Library building at Mills College, California, U.S.

Margaret Carnegie Library is a historic Carnegie Library building completed in 1906 at Mills College in Oakland, California. It was designed by Julia Morgan, the first woman architect to be licensed in California. It was the second of the many Morgan designed buildings on campus. In plan it reflects a design similar to that of the Biblioteque Ste. Genevieve, where the individual enters in the middle of a long narrow building proceeds to the back wall, up the stairs to either left or right up to the reading room, and its interior reflects the structural rationalism taught at L'Ecole des Beaux Arts where Morgan studied architecture.
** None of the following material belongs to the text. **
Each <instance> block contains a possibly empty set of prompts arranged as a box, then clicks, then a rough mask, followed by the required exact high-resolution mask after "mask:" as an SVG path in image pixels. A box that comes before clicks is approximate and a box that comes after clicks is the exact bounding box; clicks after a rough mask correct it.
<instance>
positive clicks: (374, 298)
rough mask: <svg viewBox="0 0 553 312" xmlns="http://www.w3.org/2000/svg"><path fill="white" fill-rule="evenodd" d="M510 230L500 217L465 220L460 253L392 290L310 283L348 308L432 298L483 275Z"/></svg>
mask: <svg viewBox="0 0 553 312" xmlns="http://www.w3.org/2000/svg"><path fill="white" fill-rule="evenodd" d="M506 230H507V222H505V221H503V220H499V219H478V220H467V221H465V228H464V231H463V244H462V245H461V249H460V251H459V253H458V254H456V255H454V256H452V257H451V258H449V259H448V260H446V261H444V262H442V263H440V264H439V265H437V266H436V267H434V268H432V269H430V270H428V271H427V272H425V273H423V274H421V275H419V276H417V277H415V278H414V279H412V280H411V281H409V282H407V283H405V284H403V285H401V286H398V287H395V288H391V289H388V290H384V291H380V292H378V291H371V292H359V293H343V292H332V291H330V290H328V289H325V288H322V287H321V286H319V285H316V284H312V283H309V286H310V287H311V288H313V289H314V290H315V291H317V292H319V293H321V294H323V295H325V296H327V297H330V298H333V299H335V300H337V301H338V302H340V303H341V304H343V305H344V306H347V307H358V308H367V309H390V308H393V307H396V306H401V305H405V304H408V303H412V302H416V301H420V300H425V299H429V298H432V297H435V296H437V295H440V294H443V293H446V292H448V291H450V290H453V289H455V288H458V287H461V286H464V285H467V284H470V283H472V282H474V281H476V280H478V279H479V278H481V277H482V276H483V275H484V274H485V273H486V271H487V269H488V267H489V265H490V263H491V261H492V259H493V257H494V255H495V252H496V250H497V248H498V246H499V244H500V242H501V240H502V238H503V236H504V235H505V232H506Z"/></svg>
Where the French library displayed the structure with wrought iron double arches, Morgan employed a three part truss made of redwood, a local material more appropriate to California, and reflecting the love she developed for designing trusses while she was a student at the University of California, Berkeley in Civil Engineering.

Made of reinforced concrete it includes steel beams spanning the full width of the building and holding up the second floor, and it uses classical arches and Mission-style architecture details with a red tile roof, iron balconies and arched windows. The interior has exposed wood beams. The library is named for Andrew Carnegie's daughter (his mother was also named Margaret). The reading room, occupying most of the second floor, is named for Albert Bender (art patron), a college trustee and philanthropist.